II

But I do not intend, in the wake of so many others, to lose myself in the most insoluble of enigmas. Let us say no more about it, except this alone, that Time is a mystery which we have arbitrarily divided into a Past and a Future, in order to try to understand something of it. In itself we may be almost certain that it is but an immense eternal, motionless Present, in which all that takes place and all that will take place takes place immutably, in which To-Morrow, save in the ephemeral mind of man, is indistinguishable from Yesterday or To-Day.

One would say that man had always the feeling that a mere infirmity of his mind separates him from the Future. He knows it to be there, living, actual, perfect, behind a kind of wall around which he has never ceased to turn since the first days of his coming on this earth. Or rather, he feels it within himself and known to a part of himself: only, that importunate and disquieting knowledge is unable to travel, through the too narrow channels of his senses, to his consciousness, which is the only place where knowledge acquires a name, a useful strength and, so to speak, the freedom of the human city. It is only by glimmers, by casual and passing infiltrations that future years of which he is full, of which the imperious realities surround him on every hand, penetrate to his brain. He marvels that an extraordinary accident should have closed almost hermetically to the Future that brain which plunges into it entirely, even as a sealed vessel plunges, without mixing with it, into the depths of a monstrous sea that overwhelms it, entreats it, teases it and caresses it with a thousand billows.

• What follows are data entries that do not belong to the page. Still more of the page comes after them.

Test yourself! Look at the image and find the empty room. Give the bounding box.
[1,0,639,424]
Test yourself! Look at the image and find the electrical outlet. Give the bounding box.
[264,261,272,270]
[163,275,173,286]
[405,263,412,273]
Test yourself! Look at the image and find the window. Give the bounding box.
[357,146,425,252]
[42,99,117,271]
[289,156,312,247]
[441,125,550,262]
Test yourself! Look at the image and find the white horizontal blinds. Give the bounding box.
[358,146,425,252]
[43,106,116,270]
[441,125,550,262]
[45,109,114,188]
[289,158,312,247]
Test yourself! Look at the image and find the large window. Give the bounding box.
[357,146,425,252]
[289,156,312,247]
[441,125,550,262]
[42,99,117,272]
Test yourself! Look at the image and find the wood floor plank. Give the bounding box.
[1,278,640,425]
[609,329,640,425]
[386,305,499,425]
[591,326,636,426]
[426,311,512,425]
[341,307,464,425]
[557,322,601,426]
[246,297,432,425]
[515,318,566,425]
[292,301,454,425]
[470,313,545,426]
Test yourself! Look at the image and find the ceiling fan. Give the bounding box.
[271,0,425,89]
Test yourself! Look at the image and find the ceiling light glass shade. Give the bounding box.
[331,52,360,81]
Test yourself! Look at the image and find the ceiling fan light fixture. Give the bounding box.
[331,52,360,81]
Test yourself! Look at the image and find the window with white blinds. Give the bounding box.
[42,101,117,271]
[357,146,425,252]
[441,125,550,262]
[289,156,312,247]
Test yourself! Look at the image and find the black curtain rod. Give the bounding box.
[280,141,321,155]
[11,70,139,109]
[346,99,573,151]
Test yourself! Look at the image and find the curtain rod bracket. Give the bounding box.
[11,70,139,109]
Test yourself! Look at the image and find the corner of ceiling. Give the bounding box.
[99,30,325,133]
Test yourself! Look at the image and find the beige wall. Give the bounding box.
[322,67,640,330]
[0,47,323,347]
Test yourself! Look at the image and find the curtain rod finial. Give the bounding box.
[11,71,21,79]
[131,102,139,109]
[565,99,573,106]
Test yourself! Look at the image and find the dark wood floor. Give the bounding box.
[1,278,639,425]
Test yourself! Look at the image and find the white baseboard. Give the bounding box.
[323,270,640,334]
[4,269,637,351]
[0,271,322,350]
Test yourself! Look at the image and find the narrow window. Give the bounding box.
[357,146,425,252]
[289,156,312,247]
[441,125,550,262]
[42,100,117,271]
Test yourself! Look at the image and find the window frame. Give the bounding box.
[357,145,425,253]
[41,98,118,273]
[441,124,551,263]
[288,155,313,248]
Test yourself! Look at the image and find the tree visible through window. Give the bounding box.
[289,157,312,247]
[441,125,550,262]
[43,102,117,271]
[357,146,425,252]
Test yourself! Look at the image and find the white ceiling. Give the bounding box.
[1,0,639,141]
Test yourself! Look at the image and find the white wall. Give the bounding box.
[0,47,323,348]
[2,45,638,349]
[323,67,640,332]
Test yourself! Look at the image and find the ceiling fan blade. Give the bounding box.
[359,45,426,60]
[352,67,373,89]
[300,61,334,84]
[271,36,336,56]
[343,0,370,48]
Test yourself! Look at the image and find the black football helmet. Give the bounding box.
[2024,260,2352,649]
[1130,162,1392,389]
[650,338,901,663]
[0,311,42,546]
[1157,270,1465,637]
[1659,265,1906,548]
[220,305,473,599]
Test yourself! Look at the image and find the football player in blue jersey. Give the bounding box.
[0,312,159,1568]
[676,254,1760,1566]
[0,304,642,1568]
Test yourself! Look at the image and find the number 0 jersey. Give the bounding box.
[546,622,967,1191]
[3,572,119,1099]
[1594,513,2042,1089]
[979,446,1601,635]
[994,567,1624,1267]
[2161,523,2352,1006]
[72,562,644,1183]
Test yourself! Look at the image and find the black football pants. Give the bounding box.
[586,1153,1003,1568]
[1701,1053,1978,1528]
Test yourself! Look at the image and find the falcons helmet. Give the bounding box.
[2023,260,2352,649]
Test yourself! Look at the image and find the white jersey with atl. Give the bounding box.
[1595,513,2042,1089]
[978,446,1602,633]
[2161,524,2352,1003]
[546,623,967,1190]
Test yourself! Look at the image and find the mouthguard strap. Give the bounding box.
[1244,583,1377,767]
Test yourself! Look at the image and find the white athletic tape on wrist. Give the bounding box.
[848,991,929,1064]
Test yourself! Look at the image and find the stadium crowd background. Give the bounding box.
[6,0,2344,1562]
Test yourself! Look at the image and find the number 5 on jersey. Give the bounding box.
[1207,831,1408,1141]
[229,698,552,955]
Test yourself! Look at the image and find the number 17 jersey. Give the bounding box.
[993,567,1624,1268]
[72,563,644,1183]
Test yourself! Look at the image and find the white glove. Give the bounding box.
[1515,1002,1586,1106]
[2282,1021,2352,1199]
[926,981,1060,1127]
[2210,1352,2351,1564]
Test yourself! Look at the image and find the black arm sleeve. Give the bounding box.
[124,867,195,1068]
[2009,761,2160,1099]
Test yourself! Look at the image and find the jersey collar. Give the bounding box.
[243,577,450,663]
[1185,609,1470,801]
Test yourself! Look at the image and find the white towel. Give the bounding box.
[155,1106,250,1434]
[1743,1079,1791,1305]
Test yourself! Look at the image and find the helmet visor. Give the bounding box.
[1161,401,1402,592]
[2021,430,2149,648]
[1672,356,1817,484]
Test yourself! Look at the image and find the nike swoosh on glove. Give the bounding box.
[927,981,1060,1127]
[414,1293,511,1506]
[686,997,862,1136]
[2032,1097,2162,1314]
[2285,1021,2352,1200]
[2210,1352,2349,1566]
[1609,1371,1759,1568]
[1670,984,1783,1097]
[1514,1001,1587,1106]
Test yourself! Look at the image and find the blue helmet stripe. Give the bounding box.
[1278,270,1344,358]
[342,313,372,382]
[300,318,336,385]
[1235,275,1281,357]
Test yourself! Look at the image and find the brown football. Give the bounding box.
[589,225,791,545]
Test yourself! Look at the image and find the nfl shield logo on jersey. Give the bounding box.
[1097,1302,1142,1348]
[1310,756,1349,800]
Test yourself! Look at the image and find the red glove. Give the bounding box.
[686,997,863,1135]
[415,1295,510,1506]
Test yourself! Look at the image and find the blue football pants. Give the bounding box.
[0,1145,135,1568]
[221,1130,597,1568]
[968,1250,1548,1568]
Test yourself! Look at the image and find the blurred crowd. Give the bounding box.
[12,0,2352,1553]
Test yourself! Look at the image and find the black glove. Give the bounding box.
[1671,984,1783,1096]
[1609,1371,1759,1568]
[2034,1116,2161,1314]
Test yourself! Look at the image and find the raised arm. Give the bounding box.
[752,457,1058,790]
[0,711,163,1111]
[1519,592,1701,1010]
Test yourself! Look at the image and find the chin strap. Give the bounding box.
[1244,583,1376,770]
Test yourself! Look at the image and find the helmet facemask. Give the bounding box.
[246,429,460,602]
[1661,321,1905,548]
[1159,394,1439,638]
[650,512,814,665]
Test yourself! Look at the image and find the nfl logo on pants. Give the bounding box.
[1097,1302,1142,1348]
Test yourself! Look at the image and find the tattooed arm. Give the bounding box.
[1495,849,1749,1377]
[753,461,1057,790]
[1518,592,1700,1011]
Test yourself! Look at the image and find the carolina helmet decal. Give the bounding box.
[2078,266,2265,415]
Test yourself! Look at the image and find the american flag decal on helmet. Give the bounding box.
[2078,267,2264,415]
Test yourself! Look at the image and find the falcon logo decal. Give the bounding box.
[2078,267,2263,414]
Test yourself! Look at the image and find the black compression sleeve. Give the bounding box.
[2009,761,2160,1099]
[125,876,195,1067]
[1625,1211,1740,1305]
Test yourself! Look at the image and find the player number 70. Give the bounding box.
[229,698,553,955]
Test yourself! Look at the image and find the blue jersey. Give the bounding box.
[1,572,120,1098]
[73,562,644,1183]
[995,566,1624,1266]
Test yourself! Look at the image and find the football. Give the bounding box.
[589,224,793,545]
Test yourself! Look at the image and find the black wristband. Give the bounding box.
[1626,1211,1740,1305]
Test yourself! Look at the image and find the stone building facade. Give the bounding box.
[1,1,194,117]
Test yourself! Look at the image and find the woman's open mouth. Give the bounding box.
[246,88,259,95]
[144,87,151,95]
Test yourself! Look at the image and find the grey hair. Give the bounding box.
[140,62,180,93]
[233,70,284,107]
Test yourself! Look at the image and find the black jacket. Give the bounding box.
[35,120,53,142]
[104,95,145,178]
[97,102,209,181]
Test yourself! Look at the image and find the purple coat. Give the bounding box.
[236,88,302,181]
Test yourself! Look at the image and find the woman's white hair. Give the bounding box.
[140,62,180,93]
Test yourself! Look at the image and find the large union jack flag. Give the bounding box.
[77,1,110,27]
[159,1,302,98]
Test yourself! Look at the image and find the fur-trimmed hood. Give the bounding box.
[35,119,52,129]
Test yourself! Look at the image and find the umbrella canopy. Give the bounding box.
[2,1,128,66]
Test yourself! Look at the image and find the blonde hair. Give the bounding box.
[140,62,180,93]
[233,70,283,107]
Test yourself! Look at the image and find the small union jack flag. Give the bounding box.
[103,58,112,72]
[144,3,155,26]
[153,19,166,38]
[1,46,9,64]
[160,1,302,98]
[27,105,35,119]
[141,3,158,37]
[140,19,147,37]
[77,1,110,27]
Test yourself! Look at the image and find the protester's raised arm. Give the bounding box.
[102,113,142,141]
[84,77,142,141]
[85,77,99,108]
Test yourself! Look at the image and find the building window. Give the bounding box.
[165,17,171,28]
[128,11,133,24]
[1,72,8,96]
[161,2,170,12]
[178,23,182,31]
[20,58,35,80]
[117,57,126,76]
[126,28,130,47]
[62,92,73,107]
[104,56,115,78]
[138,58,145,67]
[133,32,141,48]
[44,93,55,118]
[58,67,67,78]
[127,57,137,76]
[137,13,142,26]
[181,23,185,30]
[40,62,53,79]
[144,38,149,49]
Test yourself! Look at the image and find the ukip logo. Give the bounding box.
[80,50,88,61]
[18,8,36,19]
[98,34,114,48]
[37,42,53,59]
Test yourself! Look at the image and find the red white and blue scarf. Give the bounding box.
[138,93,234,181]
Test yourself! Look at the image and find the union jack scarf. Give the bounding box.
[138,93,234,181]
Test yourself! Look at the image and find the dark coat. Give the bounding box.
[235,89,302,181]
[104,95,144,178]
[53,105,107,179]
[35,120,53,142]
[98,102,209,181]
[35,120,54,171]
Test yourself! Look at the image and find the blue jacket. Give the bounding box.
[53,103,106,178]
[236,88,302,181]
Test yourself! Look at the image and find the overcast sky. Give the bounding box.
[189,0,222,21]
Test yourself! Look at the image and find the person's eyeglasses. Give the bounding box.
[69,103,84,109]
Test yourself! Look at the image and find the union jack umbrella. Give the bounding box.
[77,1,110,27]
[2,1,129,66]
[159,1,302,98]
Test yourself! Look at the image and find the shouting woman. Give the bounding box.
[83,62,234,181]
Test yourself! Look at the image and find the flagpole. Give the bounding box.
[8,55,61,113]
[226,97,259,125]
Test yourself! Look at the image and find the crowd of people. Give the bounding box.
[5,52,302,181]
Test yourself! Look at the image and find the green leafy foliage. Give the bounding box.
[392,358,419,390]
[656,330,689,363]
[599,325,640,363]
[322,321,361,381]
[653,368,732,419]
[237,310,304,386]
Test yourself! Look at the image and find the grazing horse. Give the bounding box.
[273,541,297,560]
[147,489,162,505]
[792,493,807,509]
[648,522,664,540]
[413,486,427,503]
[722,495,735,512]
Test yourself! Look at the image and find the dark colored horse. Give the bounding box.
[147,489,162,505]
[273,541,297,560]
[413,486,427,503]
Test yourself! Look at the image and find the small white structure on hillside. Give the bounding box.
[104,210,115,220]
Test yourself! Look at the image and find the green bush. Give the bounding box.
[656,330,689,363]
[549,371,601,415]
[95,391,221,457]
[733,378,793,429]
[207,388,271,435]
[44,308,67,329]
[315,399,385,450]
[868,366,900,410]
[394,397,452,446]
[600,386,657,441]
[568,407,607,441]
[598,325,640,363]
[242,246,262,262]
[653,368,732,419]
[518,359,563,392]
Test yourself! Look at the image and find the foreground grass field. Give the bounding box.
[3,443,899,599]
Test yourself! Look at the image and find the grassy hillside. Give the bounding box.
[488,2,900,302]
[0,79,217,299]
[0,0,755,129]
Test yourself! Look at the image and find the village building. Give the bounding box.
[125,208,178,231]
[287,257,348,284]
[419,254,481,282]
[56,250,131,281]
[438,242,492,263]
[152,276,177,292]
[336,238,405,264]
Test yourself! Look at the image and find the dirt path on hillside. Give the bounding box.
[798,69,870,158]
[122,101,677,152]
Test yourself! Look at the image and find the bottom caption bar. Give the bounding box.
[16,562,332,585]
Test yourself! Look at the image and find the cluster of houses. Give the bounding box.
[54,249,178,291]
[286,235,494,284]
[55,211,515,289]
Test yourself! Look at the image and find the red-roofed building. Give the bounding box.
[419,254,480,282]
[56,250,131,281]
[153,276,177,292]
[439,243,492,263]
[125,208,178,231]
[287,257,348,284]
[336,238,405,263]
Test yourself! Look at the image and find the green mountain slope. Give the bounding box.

At all times, man has tried to find crannies in that wall, to provoke infiltrations into that vessel, to pierce the partitions that separate his reason, which knows scarcely anything, from his instinct, which knows all, but cannot make use of its knowledge. It seems as though he must have succeeded more than once. There have been visionaries, prophets, sibyls, pythonesses, in whom a distemper, a spontaneously or artificially hypertrophied nervous system permitted unwonted communications to be established between consciousness and unconsciousness, between the life of the individual and that of the species, between man and his hidden god. They have left evidences of this capacity which are as irrefutable as any other historical evidence. On the other hand, as those strange interpreters, those great mysterious hysterics, along whose nerves thus circulated and mingled the Present and the Past, were rare, men discovered, or thought that they discovered, empirical processes to enable them almost mechanically to read the ever-present and irritating riddle of the Future. They flattered themselves that, in this manner, they could consult the unconscious knowledge of things and beasts. Thence came the interpretation of the flight of birds, of the entrails of victims, of the course of the stars, of fire, water, dreams and all the methods of divination that have been handed down to us by the authors of antiquity.